Unlike the carefully structured suit the Chickasaw and Choctaw nations filed, Oklahoma’s lawsuit will proceed against thousands of individual Oklahomans, seeking to force each and every one of them to retain a lawyer and proceed to court to prove  whatever right to water they think they have or their neighbors don’t have.  Not only would such action — if Oklahoma follows through with it — not resolve the issues the Chickasaw and Choctaw nations have highlighted in their suit, but the state’s lawsuit would condemn Oklahomans to a generational fight that pits neighbor against neighbor and community against community on a scale that this state has never seen before.

We condemn such unwise course of conduct in the strongest of terms.

Citizens of the Chickasaw and Choctaw nations, like all Oklahomans, have a vital interest in maintaining the conditions necessary to ensure a strong economy and a thriving natural environment for our children and grandchildren. Water is an essential element of that equation for all of us.

For that reason, it is vitally important state and tribal leaders come together and work to develop a mutually agreeable  plan for the sustainable long-term management of the water resources on which we all rely.  That will take hard and concentrated work, but we see it as our duty as tribal leaders to reach out and across the table toward a common good.  We believe such an approach is the only one that will serve all Oklahomans and that the proposed stream adjudication is a precipitous step in the wrong direction.


Bill Anoatubby


The Chickasaw Nation

Greg Pyle

Principle Chief

The Choctaw Nation


Editor, The Ada News:

I enjoyed your assessment of Atlas Shrugged.

Then you spoke of those that believe you can run benevolence through the government.

I see nothing charitable about government taking money from the productive, by force of arms, and if you do not give this money to government, eventually someone from government will be at your house with a gun to take you or your money.

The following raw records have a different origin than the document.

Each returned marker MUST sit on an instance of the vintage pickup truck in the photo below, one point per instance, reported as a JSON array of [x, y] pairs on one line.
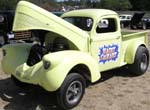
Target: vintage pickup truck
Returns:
[[71, 51]]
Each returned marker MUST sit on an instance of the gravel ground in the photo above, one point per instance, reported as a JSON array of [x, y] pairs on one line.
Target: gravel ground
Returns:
[[118, 90]]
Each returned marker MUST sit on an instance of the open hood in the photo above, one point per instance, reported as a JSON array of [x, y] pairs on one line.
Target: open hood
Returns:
[[31, 17], [137, 17]]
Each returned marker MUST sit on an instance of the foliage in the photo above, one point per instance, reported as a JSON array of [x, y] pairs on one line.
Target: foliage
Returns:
[[11, 4]]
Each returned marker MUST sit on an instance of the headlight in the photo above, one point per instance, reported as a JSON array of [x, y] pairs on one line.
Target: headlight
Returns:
[[1, 18], [46, 64]]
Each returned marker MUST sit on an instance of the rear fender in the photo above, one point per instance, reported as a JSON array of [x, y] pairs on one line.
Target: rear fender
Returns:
[[62, 62]]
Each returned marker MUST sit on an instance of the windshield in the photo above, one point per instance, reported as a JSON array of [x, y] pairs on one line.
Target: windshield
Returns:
[[84, 23]]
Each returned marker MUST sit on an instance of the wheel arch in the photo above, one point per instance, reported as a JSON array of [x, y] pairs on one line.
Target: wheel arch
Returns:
[[131, 51], [83, 70]]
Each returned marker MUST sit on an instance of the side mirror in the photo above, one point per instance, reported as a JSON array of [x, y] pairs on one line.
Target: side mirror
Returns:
[[103, 23]]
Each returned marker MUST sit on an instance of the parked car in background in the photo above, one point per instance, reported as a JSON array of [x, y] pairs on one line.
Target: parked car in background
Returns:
[[138, 22], [125, 20], [6, 34]]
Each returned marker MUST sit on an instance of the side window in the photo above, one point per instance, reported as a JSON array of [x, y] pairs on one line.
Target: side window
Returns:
[[106, 25]]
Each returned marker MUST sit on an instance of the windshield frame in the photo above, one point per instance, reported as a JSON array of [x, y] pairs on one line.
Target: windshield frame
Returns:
[[88, 27]]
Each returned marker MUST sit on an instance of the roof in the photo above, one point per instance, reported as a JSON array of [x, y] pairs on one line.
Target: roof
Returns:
[[92, 13]]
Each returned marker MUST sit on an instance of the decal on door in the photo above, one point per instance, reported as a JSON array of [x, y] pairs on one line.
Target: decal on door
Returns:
[[108, 53]]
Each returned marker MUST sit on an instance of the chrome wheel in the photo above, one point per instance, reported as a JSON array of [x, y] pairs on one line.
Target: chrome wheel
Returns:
[[74, 92]]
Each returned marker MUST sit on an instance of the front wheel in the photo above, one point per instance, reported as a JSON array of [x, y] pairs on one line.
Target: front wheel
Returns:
[[71, 91], [141, 61]]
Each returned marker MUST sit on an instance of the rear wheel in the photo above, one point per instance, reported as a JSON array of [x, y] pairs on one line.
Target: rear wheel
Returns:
[[141, 61], [71, 91]]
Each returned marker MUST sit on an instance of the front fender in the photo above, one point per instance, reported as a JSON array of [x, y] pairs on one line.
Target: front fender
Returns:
[[131, 51], [62, 62]]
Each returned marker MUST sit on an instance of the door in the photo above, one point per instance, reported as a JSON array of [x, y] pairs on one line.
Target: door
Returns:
[[106, 42]]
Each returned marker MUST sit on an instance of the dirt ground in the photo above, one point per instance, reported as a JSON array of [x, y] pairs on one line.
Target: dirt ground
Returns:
[[119, 90]]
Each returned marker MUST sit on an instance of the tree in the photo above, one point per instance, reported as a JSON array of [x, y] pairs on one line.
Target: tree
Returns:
[[140, 4], [11, 4], [115, 4]]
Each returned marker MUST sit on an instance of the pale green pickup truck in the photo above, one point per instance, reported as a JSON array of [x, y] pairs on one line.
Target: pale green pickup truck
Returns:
[[71, 51]]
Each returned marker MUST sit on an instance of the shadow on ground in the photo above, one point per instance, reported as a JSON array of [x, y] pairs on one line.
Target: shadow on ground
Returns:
[[38, 99], [35, 99]]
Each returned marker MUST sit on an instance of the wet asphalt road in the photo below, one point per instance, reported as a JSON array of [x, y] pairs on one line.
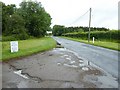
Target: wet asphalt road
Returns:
[[104, 58]]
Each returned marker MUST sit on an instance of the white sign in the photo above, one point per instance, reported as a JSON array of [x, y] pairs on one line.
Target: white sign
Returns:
[[14, 46], [93, 39]]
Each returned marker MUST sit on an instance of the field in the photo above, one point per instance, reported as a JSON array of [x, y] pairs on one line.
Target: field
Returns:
[[27, 47], [105, 44]]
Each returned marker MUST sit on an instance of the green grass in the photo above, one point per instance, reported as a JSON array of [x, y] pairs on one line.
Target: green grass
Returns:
[[105, 44], [27, 47]]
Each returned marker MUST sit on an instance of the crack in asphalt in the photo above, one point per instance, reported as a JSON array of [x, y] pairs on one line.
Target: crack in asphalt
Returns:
[[38, 79]]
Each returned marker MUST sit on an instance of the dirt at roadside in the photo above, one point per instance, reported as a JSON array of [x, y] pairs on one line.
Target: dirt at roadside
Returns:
[[57, 68]]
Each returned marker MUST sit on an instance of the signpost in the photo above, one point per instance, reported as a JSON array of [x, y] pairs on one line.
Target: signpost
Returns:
[[93, 39], [14, 46]]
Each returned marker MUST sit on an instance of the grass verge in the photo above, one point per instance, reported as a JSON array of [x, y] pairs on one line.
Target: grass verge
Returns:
[[27, 47], [105, 44]]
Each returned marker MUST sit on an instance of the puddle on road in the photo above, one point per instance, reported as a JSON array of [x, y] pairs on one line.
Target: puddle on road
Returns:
[[74, 66], [19, 72], [85, 68]]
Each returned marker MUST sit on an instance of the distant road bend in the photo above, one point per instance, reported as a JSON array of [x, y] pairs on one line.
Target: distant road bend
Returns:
[[104, 58]]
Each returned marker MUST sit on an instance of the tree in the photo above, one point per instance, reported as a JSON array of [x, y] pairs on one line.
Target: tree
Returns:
[[58, 30], [37, 19]]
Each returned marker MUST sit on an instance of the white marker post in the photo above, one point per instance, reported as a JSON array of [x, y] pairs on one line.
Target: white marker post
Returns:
[[93, 39], [14, 46]]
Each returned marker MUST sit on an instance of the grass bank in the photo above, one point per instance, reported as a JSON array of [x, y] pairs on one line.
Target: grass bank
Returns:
[[105, 44], [27, 47]]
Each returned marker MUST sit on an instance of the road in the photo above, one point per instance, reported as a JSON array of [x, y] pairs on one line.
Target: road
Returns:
[[104, 58]]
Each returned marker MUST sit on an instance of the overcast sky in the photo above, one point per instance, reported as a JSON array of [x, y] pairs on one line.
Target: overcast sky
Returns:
[[66, 12]]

Is that charity? To devise a plan to take a worker’s earning to give it to a non-worker is conspiracy and thievery.

Benevolence is when a successful person reaches into his own pocket and gives willingly to someone he perceives to be in need.

Although Americans are greedy, dirty, capitalist pigs, we are the most compassionate and generous people on this globe we call Earth.

The Declaration of Independence says, we instituted our government to protect our God-given rights which include our rightful holdings.

Government has become the greatest thief in modern society.

Everyone in Washington must have a brother-in-law working to administer these so-called charity programs because 75 percent of the funds collected never reach the intended. Besides, most of the people I’ve known collecting government freebies don’t need them. They simply take advantage of the program because they qualify.

Government’s job is to govern, not to be a church, a Red Cross or a Salvation Army.